Changelog

Release 1.00

This major release introduces image embedding support, improved data streaming efficiency, and enhanced caching performance monitoring, alongside multiple stability and documentation updates.

With the introduction of Image Embeddings, multiple core refactors, and the publication of the API Reference, BaseModel officially reaches version 1.00.

New features

  • Image embedding support
    Users can now add images, and BaseModel automatically generates image embeddings that integrate seamlessly with behavioral, text, and tabular data for complete multimodal modeling.
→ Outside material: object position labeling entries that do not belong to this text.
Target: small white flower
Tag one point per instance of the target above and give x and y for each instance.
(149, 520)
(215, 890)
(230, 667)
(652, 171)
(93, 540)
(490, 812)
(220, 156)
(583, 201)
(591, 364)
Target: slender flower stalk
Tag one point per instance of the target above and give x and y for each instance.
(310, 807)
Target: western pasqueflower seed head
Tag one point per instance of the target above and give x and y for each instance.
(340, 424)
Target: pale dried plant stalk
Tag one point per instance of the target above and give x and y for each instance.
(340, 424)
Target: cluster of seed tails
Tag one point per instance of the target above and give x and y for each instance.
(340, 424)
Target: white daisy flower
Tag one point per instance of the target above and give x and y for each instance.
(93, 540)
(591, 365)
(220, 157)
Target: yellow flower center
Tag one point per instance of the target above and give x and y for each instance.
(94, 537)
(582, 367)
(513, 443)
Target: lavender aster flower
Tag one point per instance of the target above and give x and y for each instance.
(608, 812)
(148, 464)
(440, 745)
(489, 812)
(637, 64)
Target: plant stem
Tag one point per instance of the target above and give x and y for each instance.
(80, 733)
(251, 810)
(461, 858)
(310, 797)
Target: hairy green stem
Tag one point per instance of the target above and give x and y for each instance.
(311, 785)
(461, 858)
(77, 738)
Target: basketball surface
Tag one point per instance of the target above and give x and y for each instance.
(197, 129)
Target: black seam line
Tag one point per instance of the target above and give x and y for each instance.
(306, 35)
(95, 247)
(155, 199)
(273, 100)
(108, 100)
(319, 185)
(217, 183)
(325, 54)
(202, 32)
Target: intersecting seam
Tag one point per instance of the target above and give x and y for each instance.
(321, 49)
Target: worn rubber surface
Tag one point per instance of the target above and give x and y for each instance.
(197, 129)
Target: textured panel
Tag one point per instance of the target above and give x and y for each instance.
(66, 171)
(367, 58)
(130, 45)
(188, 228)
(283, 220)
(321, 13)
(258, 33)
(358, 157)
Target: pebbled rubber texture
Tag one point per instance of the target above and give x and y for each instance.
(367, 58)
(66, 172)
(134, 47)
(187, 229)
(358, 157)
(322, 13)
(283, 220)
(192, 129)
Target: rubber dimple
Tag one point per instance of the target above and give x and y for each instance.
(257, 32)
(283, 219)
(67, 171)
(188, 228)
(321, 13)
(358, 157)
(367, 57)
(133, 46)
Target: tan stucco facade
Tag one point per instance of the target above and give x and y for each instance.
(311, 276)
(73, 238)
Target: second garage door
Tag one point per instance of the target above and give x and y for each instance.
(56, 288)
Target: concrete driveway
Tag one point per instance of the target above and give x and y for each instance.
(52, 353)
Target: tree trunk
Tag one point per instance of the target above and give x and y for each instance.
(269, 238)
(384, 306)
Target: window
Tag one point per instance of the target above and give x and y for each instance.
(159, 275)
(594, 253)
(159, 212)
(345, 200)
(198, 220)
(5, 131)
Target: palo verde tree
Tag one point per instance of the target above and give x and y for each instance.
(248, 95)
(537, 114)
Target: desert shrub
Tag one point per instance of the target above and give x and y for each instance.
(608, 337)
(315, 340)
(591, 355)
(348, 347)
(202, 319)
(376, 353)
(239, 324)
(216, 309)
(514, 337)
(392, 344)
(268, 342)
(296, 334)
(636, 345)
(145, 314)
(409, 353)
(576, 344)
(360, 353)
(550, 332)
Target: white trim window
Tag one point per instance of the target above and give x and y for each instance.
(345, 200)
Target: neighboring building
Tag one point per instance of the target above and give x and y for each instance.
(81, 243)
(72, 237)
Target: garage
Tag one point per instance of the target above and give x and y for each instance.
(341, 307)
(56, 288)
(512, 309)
Learn more in the Data & Feature Types guide.

  • Unix timestamp support
    Users can now use Unix timestamps directly in time-related functions for greater flexibility in data processing.


Improvements

  • Improved data streaming efficiency
    Reduced memory usage and increased performance for large datasets, resulting in smoother and faster data handling.

  • Revamped timezone handling
    Enhanced timestamp alignment across multiple data sources for consistent temporal comparisons.

  • Robust handling of missing numerical data
    More stable aggregation and event computations when numerical values are partially missing.

  • Optimized data transformations
    Improved efficiency when processing large data structures within pipelines.

  • Simplified async stream handling
    Streamlined background data operations for greater reliability and maintainability.

  • Improved query consistency
    More predictable and stable query behavior across data modules, enhancing reliability in data access.

  • Additional caching performance benchmarks
    Improved cache performance benchmarking across supported databases, enabling further optimization to achieve faster data retrieval and more consistent caching efficiency.


Fixes

  • Correct trainer loss logging
    Fixed an issue where train_loss_epoch could log as NaN during certain training configurations.

  • Revised time series handling
    Corrected how time series model manages series of counts, ensuring accurate scaling and alignment.

  • Improved checkpoint reliability
    Fixed a checkpointing issue that could prevent model state from saving correctly during long training sessions.

  • Minor bugs and code maintenance
    Fixed various small issues and improved overall code stability and maintainability.


Documentation

  • Comprehensive API Reference
    Users can now access a complete API Reference section describing all classes and functions available in BaseModel.

  • New guides and FAQ
    Added a new FAQ section in the About BaseModel block and a detailed guide on Data Types & Features, explaining how different data types are transformed into model features and how users can influence this process, including text, image, and time-series features.